So-so money if you include deadmiles cause I was over it.

Did you manage to get any increased rate blocks for tmmr?


----------



## oicu812

sweatypawz said:


> Did you manage to get any increased rate blocks for tmmr?


Nada. I'll be fishing throughout the night even in my sleep.


----------



## Myrney

I feel so not "part-of". I'm waiting for the 1030am shift right now. You all know to what I refer.


----------



## oicu812

Myrney said:


> I feel so not "part-of". I'm waiting for the 1030am shift right now. You all know to what I refer.

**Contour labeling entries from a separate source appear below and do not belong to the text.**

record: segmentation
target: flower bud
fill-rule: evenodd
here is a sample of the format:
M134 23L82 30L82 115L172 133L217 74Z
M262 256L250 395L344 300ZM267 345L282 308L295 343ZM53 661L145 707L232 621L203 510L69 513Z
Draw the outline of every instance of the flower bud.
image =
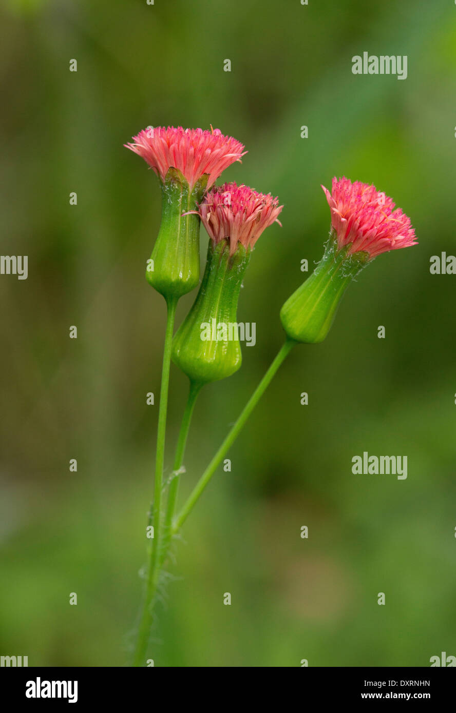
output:
M204 277L174 337L173 361L191 381L224 379L240 366L238 299L250 253L282 210L277 198L226 183L206 196L198 215L209 235Z
M230 255L226 240L209 241L198 295L173 344L173 361L191 381L225 379L240 366L236 312L250 252L240 244Z
M350 282L366 263L363 252L337 250L333 237L313 273L287 299L280 319L287 335L296 342L323 342L330 330L339 302Z
M181 126L149 126L126 146L146 161L161 183L161 225L146 278L166 299L178 299L200 279L197 204L222 171L240 161L244 147L219 129Z
M181 297L199 282L200 218L191 211L202 200L207 180L206 174L191 190L181 172L170 168L161 184L161 222L146 277L165 297Z
M331 210L331 231L313 274L280 311L288 337L322 342L352 279L382 252L416 245L410 219L375 186L348 178L333 180L333 193L322 186Z

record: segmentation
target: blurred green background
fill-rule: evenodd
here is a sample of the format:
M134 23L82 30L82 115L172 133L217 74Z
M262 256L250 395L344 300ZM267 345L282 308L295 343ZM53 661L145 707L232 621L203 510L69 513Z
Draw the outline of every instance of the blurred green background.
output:
M186 524L150 656L293 667L456 655L456 276L429 272L431 255L456 254L456 7L4 0L1 21L1 252L27 255L29 278L0 277L0 653L31 666L128 663L166 311L144 279L158 183L123 144L148 125L212 124L248 150L223 179L278 195L283 227L255 247L238 318L256 322L257 344L202 392L181 495L281 344L301 260L312 269L322 255L320 183L374 183L420 245L376 260L327 339L285 362L229 453L232 471L218 469ZM365 50L407 55L407 78L354 76ZM187 395L174 367L171 377L168 473ZM407 479L353 476L363 451L407 455Z

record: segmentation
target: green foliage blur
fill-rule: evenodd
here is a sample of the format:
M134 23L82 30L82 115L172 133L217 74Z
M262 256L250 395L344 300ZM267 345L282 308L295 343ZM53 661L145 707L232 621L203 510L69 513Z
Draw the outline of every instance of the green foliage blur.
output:
M312 270L323 254L320 184L375 183L420 245L378 257L325 341L282 367L176 543L149 655L293 667L456 655L456 276L429 270L456 254L456 8L5 0L1 13L0 252L28 255L29 277L0 276L0 653L129 664L166 309L144 277L158 182L123 144L149 125L212 124L248 150L223 179L278 195L283 227L252 256L238 318L256 322L256 345L202 391L181 498L281 345L301 260ZM354 76L364 51L407 55L407 78ZM172 367L168 475L187 389ZM407 456L407 480L353 475L364 451Z

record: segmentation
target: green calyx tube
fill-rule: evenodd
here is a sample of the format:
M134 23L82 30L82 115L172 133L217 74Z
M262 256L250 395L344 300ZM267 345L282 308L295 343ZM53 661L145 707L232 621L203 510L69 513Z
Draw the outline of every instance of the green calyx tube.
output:
M176 168L170 168L161 183L161 223L148 261L146 277L168 299L191 292L200 279L200 217L196 210L208 182L205 174L191 190Z
M282 307L282 325L292 339L317 344L328 334L340 298L369 260L368 252L350 253L349 249L350 245L338 250L331 232L313 273Z
M173 342L173 361L191 381L203 384L234 374L242 363L236 312L251 250L227 240L209 240L204 276L193 305Z

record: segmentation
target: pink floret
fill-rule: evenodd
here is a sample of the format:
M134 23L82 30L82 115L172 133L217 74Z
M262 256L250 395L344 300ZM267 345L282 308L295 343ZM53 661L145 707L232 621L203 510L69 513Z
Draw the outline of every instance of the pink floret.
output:
M331 209L331 225L339 250L365 252L370 259L381 252L417 245L410 219L373 185L333 178L332 192L322 185Z
M216 244L228 239L233 255L238 242L252 248L265 228L275 222L281 225L283 207L270 193L224 183L207 193L198 213L209 237Z
M184 129L181 126L148 127L125 144L153 169L162 181L171 167L186 178L191 189L205 173L210 188L222 171L240 161L246 151L240 141L220 129Z

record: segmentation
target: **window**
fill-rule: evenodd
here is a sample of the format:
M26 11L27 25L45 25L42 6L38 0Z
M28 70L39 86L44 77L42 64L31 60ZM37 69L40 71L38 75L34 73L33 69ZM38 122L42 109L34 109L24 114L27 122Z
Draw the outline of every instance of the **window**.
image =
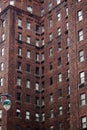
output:
M36 46L39 47L39 39L36 39Z
M18 33L18 40L22 41L22 34L21 33Z
M18 19L18 27L22 27L22 20Z
M4 70L4 63L1 63L0 64L0 71L3 71Z
M54 130L54 126L50 126L50 130Z
M54 111L50 110L50 118L54 118Z
M52 26L53 26L53 21L52 21L52 19L50 19L49 20L49 27L52 28Z
M4 54L5 54L5 49L1 48L1 56L4 56Z
M58 66L61 65L61 57L58 58Z
M42 87L42 90L44 90L44 88L45 88L45 82L44 81L42 81L41 87Z
M42 75L44 75L44 71L45 71L45 69L44 69L44 67L42 67Z
M59 107L59 115L62 115L62 114L63 114L63 107L60 106L60 107Z
M22 63L21 63L21 62L18 62L17 69L18 69L19 71L22 70Z
M31 23L30 22L27 22L27 29L31 29Z
M70 86L67 87L67 94L70 95Z
M80 84L85 83L85 72L80 72L79 78L80 78Z
M62 97L62 89L58 89L58 97Z
M62 130L62 123L61 122L58 123L58 130Z
M28 6L28 7L27 7L27 11L28 11L29 13L31 13L31 14L32 14L32 12L33 12L32 7L31 7L31 6Z
M21 86L21 78L17 78L17 86Z
M36 104L36 106L40 106L39 97L35 97L35 104Z
M58 74L58 82L62 82L62 74Z
M31 87L31 82L30 82L30 80L27 79L27 81L26 81L26 88L30 88L30 87Z
M66 30L69 30L69 23L66 23Z
M79 41L83 40L83 30L78 31L78 40Z
M22 56L22 49L20 47L18 48L18 55Z
M39 83L38 82L35 83L35 90L39 91Z
M4 41L5 40L5 34L2 34L1 40Z
M45 113L42 113L42 121L45 121Z
M67 37L67 39L66 39L66 47L69 47L69 44L70 44L70 39Z
M60 4L61 0L56 0L56 2L57 2L57 5L58 5L58 4Z
M43 16L44 13L45 13L45 10L44 10L44 8L42 8L42 9L41 9L41 16Z
M52 56L52 55L53 55L53 49L50 48L50 49L49 49L49 56Z
M27 50L27 58L31 58L31 51Z
M39 75L39 67L36 67L36 75Z
M0 130L2 130L2 127L0 126Z
M39 121L39 118L40 118L39 113L35 114L35 118L36 118L36 121Z
M81 117L81 128L82 128L82 129L84 129L84 128L87 127L86 123L87 123L87 122L86 122L86 116Z
M19 125L16 125L16 130L22 130Z
M48 8L49 8L49 11L52 9L52 2L50 1L49 4L48 4Z
M77 14L78 14L78 21L82 21L83 20L83 10L79 10Z
M27 36L27 40L26 40L26 42L27 42L28 44L31 43L31 37L30 37L30 36Z
M50 40L50 41L53 40L53 35L52 35L52 33L49 34L49 40Z
M57 20L58 20L58 21L61 20L61 14L60 14L60 13L57 14Z
M50 68L50 70L53 69L53 64L52 63L50 63L49 68Z
M36 61L40 61L40 55L39 55L39 53L36 53Z
M44 29L44 25L41 26L41 32L44 33L45 29Z
M70 77L70 70L67 69L67 79Z
M20 113L21 113L20 109L16 109L16 116L17 117L20 117Z
M57 32L58 32L58 36L60 36L61 35L61 28L58 28Z
M83 50L79 51L79 61L80 62L84 61L84 51Z
M26 65L26 71L30 72L30 65L29 64Z
M30 102L30 95L26 94L26 102L29 103Z
M30 112L26 111L26 119L29 120L30 119Z
M69 53L67 53L67 63L70 61Z
M41 105L42 105L42 106L45 105L45 99L44 99L44 97L41 98Z
M52 84L53 84L53 78L50 77L50 85L52 85Z
M53 94L50 94L50 102L53 102Z
M41 41L42 41L42 46L44 46L45 45L44 39L42 39Z
M26 130L31 130L31 128L29 126L27 126Z
M80 95L80 105L84 106L86 104L86 95L85 93Z
M16 100L21 101L21 93L19 92L16 93Z
M69 10L68 8L66 8L66 16L68 16L68 14L69 14Z
M68 102L68 105L67 105L67 112L70 113L70 102Z
M10 0L10 5L14 6L14 0Z
M3 85L4 85L4 79L0 78L0 86L3 86Z
M2 27L5 27L5 26L6 26L6 21L3 20L3 21L2 21Z
M44 61L44 52L41 54L41 60Z
M61 42L58 43L58 51L61 51L62 48L61 48Z
M2 119L2 110L0 110L0 119Z

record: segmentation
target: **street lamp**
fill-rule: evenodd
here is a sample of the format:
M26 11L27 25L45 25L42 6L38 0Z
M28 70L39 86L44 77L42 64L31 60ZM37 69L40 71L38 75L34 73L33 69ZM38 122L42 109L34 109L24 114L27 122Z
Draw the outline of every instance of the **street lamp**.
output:
M1 97L4 96L6 99L3 101L3 107L6 111L8 111L11 108L11 100L9 99L10 95L9 94L0 94L0 99Z

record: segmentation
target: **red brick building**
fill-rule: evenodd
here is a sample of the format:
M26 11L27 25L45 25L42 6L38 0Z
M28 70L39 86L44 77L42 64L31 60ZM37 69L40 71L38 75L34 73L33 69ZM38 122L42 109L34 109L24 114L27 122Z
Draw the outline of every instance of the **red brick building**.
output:
M87 1L0 0L0 130L87 129Z

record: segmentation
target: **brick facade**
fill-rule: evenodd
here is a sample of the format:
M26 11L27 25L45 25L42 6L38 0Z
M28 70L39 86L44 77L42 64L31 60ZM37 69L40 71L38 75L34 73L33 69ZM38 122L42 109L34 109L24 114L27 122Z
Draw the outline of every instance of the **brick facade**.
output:
M1 130L84 127L86 104L81 106L80 96L87 95L86 8L85 0L0 1L0 93L11 94L12 101L8 112L0 106ZM83 18L78 21L80 10ZM84 51L83 62L80 51ZM80 72L85 72L82 84Z

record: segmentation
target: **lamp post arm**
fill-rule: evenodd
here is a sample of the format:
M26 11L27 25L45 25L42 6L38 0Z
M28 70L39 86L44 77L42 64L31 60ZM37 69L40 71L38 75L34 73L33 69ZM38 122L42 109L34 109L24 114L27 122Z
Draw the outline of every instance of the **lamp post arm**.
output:
M9 95L8 93L6 93L6 94L0 94L0 98L1 98L2 96L5 96L6 98L9 98L9 97L10 97L10 95Z

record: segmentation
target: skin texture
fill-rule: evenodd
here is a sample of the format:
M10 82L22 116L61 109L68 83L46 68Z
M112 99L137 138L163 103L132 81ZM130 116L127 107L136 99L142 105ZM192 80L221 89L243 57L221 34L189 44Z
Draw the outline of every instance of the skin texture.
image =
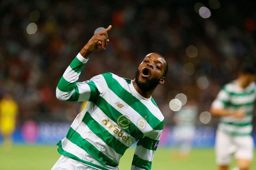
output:
M166 66L165 60L159 55L147 55L139 66L132 82L136 90L145 98L149 98L157 85L164 83L163 75Z
M110 25L94 34L80 51L81 55L88 59L91 53L106 49L109 42L108 32L112 27ZM135 78L132 82L135 90L143 97L149 98L157 85L164 83L163 75L167 66L166 61L159 54L153 53L147 55L135 73Z

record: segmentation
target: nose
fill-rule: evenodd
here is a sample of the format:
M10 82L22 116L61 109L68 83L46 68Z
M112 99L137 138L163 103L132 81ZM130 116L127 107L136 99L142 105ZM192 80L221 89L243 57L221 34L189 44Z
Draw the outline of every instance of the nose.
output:
M147 65L148 66L149 66L149 67L151 68L152 69L153 69L154 68L154 66L153 66L153 63L149 63L147 64Z

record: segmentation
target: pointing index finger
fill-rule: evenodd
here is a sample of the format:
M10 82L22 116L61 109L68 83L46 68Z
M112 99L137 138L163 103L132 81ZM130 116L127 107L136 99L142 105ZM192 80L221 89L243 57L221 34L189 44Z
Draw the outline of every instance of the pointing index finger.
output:
M108 28L105 29L105 30L107 32L108 31L110 30L110 29L112 27L112 26L111 26L111 25L109 25L109 26L108 27Z

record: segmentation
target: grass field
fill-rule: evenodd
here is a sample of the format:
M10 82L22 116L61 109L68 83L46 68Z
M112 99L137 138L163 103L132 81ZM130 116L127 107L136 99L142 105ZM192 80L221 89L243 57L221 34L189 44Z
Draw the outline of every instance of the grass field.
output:
M15 145L8 152L0 148L1 170L50 170L60 156L55 146ZM128 149L120 160L120 170L130 169L134 148ZM186 159L170 158L169 148L157 149L154 158L153 170L216 170L212 149L194 149ZM254 153L256 156L256 152ZM231 167L234 167L234 161ZM256 169L253 162L251 169Z

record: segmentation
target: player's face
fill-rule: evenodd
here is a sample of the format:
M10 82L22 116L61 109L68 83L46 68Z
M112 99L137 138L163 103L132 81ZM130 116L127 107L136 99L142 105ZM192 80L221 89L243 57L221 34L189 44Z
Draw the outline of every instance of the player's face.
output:
M252 82L255 81L255 75L251 74L246 74L243 75L243 85L246 87Z
M163 77L166 63L160 55L155 53L147 55L136 71L135 81L138 86L146 90L155 88L164 82Z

Was your block an increased rate block?


----------



## Myrney

oicu812 said:


> Was your block an increased rate block?


Yes


----------



## Myrney

Did any 2pm blocks drop?


----------



## Flexxx

46 to Cerritos, thankfully 45 of them were to a gated community.


----------



## oicu812

Myrney said:


> Yes


$60 or $80?


----------



## sweatypawz

oicu812 said:


> $60 or $80?


Did you see any morning blocks for today? I was refreshing on and off since like 6am and nada.


----------



## Myrney

oicu812 said:


> $60 or $80?


$60


----------



## sweatypawz

Myrney said:


> $60


When'd ya pick up your 10:30?


----------



## Myrney

Yesterday at 1030a. Couldn't catch one for tomorrow


----------



## Myrney

My route was super easy. 24 drops, 34 packages. The entire route was on four total streets right next to each other. Finished in about an hour only because I knocked and waited at each door


----------



## oicu812

Myrney said:


> $60


So no one got a $80 block?


----------



## Myrney

Guess not. Remember the first few weeks, back in October, when blocks were $66??? And then just night blocks were more.


----------



## Flexxx

oicu812 said:


> So no one got a $80 block?


It was probably based on four hour routes so $20/hr. IIRC we were paid $22/hr a few times in the past


----------



## Flexxx

Myrney said:


> Yesterday at 1030a. Couldn't catch one for tomorrow


Seems like most(all?) scheduled blocks are 10:30 so very few for us to pick up.


----------



## sweatypawz

Flexxx said:


> Seems like most(all?) scheduled blocks are 10:30 so very few for us to pick up.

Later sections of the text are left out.